Another box, labeled “school era,” was full of items that Jenkins used at the beginning of the school year that are useless now. The box contained items such as pencils, notebooks, the Zoom camera feature, his Google Drive account, and a small box labeled “selfshort.” 

“I’ve decided to sell my selfshort,” said a dejected Jenkins to reporters as his tearful mother and disgruntled father hugged and comforted him. “It would be an emotional decision, since I’ve been working so hard the past couple years, but I just have no desire to succeed anymore. We’re all living in a simulation anyway,” said Jenkins.

Jenkins’ yard sale was full of many other eras of quarantine boxed up for buyers, such as his “crafts era,” “money making era,” “cleaning era,” “music era,” “knowledge era,” and “skincare era.” 

Some items, such as the dumbbells, were unpopular among buyers, who had dumbbells of their own at home. However, others were extremely popular and led to bidding wars.

“I really need this for my daughter, and I’m so happy I got it,” said Paula Newton, who paid $3,000 for Jenkins’ desire to succeed after winning a bidding war. “She lost hers awhile back and I couldn’t find it anywhere,” said Newton.

Watching their son let go of his past eras and completely give up was an extremely emotional occasion for Amy and John Jenkins, who had watched their son transform throughout quarantine as he picked up and abandoned more and more hobbies.

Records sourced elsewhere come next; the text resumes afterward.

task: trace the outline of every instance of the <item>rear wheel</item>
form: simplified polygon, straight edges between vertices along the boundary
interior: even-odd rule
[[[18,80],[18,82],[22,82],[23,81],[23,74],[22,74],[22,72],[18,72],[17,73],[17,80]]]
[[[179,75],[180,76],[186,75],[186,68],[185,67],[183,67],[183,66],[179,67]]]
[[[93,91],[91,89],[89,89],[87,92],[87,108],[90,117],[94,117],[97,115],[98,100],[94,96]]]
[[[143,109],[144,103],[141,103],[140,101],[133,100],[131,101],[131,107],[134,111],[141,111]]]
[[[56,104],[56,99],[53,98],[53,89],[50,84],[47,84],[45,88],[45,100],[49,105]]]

“I’m so worried about him,” said a sobbing Mrs. Jenkins once outside of Kyle’s earshot. “I just want him to be happy. I don’t know how he is going to get out of this, or adapt to life again once quarantine ends.”

Kyle’s dad was far less worried.

“This is part of growing up in a pandemic,” said Mr. Jenkins. “Everybody has to go through it. He will get back on his feet eventually, if he stops feeling sorry for himself. His situation is no different than any other teenager since the beginning of time.”

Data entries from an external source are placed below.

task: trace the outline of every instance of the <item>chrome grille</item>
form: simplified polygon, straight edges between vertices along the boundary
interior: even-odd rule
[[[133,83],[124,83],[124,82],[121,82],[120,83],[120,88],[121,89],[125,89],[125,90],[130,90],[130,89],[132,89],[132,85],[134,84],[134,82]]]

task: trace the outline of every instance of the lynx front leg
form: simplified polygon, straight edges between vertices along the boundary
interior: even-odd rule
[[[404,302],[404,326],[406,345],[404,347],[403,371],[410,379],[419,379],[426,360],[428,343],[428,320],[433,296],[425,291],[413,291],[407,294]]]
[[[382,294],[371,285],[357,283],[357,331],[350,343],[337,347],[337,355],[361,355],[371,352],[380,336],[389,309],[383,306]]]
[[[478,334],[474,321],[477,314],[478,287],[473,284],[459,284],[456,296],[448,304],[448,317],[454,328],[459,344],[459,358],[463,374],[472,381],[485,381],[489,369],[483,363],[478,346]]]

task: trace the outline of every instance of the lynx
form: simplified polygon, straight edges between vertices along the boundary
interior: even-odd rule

Jenkins has already decided what he is going to do with the money he earns from the yard sale. “I am going to give myself the unproductive and useless life I deserve,” said Jenkins. “I am going to give up better than anyone else in the world. I’m gonna use that money to buy movies, video games, 10-foot extension cables, a mini fridge, food, a TV, and a custom-designed bed that I won’t leave for the next several months.”